Compte tenu de surcroît des caractéristiques de l'acquéreur intéressé et de celles de la société cible, troisième opérateur du marché, ainsi que de la différence de valorisation de la société lors de chacune des deux opérations conclues à quelques mois d'intervalle (45 millions d'euros en mars 2007, 147 millions en novembre 2007), c'est vainement que M. B. paraît faire plaider, subsidiairement, que la réticence qui lui est reprochée n'aurait pas été déterminante du consentement de M. L. à contracter aux conditions fixées par le protocole du 30 mars 2007.
Les premiers juges seront à cet égard pleinement approuvés d'avoir considéré, tout au contraire, que la dissimulation des perspectives financières ouvertes par l'éventualité d'une vente à bref délai de la société BRG à un acteur tel que Veolia, de surcroît intéressé au rachat de l'intégralité du capital social de la société cible, a nécessairement vicié le consentement de M. L..
Aussi la réticence dolosive sera t-elle retenue, qui a affecté le protocole du 30 mars 2007 en son entier, la clause de renonciation à recours qui n'en est pas détachable ne pouvant dès lors pas être opposée à M. L..
Sur le préjudice
Le préjudice invoqué par M. L. s'analyse en la perte de chance de n'avoir pas cédé à un meilleur prix.
Compte tenu des observations précédentes (identité de l'acquéreur intéressé, souhait de ce dernier d'acquérir la totalité du capital, en ce compris la part des minoritaires, rapidité des négociations avec Veolia, conclues dans les six mois de la signature de l'accord de négociation) cette perte de chance doit être évaluée à 100% de la plus value de cession dont M. L. a été privé.
Faute de toute autre indication en première instance de la part de M. B. sur le prix d'acquisition de la société BRG par la société Veolia Propreté, le tribunal s'est fondé sur l'évaluation de l'apport en nature des titres détenus par M. B., en juin 2007, à une société de droit belge, Bel Aventure, dont il est le gérant et qu'il avait constituée à cette même date dans la perspective de la cession à intervenir avec la société Veolia Propreté, soit 160 millions d'euros.
Il résulte cependant du constat d'huissier produit par M. B. en cause d'appel, que la cession est intervenue au prix de 147 314 000 euros.
L'appelant justifie en outre qu'une garantie à première demande a été consentie à la société Veolia Propreté à hauteur de 25 millions d'euros, cette garantie ayant été actionnée par la société cessionnaire à hauteur de 24 067 138 euros.
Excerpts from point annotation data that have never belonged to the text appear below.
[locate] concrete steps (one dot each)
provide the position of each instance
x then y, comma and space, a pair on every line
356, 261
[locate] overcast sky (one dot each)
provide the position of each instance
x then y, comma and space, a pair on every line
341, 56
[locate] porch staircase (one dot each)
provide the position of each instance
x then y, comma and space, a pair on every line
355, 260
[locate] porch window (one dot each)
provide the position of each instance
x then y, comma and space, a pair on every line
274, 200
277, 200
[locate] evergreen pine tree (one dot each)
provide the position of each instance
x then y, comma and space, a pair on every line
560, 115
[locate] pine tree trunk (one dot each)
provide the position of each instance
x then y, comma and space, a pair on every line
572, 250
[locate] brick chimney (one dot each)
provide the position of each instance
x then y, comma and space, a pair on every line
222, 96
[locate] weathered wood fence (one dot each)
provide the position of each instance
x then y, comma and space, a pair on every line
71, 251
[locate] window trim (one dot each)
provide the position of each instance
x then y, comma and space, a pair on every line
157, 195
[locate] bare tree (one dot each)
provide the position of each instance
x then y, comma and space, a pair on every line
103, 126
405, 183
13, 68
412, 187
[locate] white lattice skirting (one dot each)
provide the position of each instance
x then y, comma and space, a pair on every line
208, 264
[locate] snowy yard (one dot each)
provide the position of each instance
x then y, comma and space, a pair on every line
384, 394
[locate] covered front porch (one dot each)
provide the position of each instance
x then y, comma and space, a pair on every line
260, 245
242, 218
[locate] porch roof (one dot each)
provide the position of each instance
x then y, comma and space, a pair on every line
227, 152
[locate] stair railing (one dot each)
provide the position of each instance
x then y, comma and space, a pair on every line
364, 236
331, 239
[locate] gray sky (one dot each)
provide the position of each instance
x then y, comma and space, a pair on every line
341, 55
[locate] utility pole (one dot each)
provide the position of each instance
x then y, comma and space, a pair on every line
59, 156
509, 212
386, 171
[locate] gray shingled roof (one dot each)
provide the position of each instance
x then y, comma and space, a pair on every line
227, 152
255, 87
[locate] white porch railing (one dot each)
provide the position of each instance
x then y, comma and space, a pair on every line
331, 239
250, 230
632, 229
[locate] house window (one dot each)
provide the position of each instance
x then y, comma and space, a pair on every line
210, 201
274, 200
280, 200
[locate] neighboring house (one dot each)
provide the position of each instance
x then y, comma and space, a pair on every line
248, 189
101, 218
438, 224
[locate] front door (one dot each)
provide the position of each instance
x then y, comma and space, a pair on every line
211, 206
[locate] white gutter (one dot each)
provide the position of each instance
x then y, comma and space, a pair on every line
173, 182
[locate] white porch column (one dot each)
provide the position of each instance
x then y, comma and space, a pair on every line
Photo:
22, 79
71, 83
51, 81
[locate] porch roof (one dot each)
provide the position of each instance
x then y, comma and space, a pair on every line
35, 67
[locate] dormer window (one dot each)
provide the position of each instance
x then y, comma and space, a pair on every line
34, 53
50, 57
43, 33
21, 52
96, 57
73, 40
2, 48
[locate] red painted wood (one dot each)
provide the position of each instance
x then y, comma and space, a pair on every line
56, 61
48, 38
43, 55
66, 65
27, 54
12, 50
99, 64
Le préjudice subi par M. L., égal à la plus value de cession dont il a été privé, doit donc s'apprécier en fonction de la valeur réelle de la totalité du capital cédé, soit (147 314 000 - 24 067 138 =) 123 246 862 euros, ramenée au prorata de sa part de capital (1, 8% soit 2 218 443 euros), déduction faite du prix payé (825 135 euros), soit 1 393 304 euros.
Le jugement déféré sera réformé en ce sens.
Compte tenu de l'issue du litige, M. B. sera débouté de sa demande présentée sur le fondement de l'article 700 du code de procédure civile, l'équité ne commandant pas d'ajouter, en cause d'appel, à l'indemnité qui a été allouée de ce chef à M. L. en première instance.
PAR CES MOTIFS
Confirme le jugement déféré sauf sur le quantum de la condamnation prononcée à l'encontre de M. B. du chef des dommages et intérêts en compensation de la nullité de la cession des titres,
Statuant à nouveau de ce seul chef,
Condamne M. B. à payer à M. L. la somme de 1 393 304 euros à titre de dommages et intérêts,
Rejette toute autre demande,
Condamne M. B. aux dépens d'appel qui pourront être recouvrés conformément aux dispositions de l'article 699 du code de procédure civile.